Background: Being a nursing mentor is not an entirely new concept in nursing. However, it is a new phenomenon in the nursing profession in Malaysia. The nursing administration and the senior nurses in Malaysia have claimed that they have started a mentorship program by having senior nurses shadow new graduate nurses for the past two to three years ago. With no study found in Malaysia investigating the lived experiences of mentors mentoring new registered nurses, it led the researcher to develop this research that explores the real life experiences of these senior Malaysian nurses who mentor neophyte nurses.

Objectives: This research explores and describes the lived experiences of nurses mentoring neophyte or new registered nurses at one of the major hospital in the Malaysia Borneo and how such experiences influence their daily routine as a nurse and also as a mentor. The research will also attaches meaning to these experiences and identifies both positive and negative experiences as a mentor to neophyte.
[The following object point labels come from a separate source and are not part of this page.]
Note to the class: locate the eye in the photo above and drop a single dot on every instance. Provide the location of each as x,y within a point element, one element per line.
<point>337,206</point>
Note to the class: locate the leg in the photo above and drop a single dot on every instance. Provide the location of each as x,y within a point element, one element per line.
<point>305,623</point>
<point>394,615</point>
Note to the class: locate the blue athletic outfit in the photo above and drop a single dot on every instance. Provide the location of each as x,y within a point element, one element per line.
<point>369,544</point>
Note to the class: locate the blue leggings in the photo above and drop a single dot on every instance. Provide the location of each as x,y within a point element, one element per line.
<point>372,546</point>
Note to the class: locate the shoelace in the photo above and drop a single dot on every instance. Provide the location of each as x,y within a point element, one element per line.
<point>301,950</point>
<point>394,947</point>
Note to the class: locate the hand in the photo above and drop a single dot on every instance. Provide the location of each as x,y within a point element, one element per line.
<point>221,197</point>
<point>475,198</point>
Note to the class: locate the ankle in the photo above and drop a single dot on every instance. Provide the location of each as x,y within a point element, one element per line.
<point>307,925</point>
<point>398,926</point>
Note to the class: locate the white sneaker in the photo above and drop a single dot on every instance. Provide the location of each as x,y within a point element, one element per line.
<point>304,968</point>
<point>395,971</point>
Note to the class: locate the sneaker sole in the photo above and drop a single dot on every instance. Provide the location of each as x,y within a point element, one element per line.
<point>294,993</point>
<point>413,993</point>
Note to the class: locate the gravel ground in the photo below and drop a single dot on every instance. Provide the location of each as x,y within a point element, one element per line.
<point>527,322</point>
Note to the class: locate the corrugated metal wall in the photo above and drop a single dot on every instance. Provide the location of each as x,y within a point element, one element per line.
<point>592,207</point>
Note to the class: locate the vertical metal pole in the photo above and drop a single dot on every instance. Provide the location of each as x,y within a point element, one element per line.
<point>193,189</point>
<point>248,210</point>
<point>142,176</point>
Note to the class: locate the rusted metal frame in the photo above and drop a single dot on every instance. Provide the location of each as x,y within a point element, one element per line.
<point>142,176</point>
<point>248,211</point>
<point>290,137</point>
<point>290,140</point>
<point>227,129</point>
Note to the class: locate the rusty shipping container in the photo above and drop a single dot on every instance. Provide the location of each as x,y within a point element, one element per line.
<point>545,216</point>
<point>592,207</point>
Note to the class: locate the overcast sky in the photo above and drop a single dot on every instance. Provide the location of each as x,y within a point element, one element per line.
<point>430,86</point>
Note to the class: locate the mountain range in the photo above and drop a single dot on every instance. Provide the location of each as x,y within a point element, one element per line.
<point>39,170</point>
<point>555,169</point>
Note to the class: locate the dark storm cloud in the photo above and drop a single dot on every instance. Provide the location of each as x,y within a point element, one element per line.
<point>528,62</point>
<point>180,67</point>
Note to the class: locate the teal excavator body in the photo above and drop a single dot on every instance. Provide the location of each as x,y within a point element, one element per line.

Methods: The experiences of nurses mentoring the neophyte in the clinical area were captured using a qualitative approach to research and further viewed through methods informed by phenomenology, which used interpretive and descriptive semi-structured interviews. Hermeneutic interpretive phenomenology was used in the focus to analyze interview transcript into textual expression of the mentors. Three main themes emerge from this study are being unprepared and challenged, perceptions of mentees, mentor hope and desire.

Key words: nursing mentor, phenomenon, neophyte, Malaysia.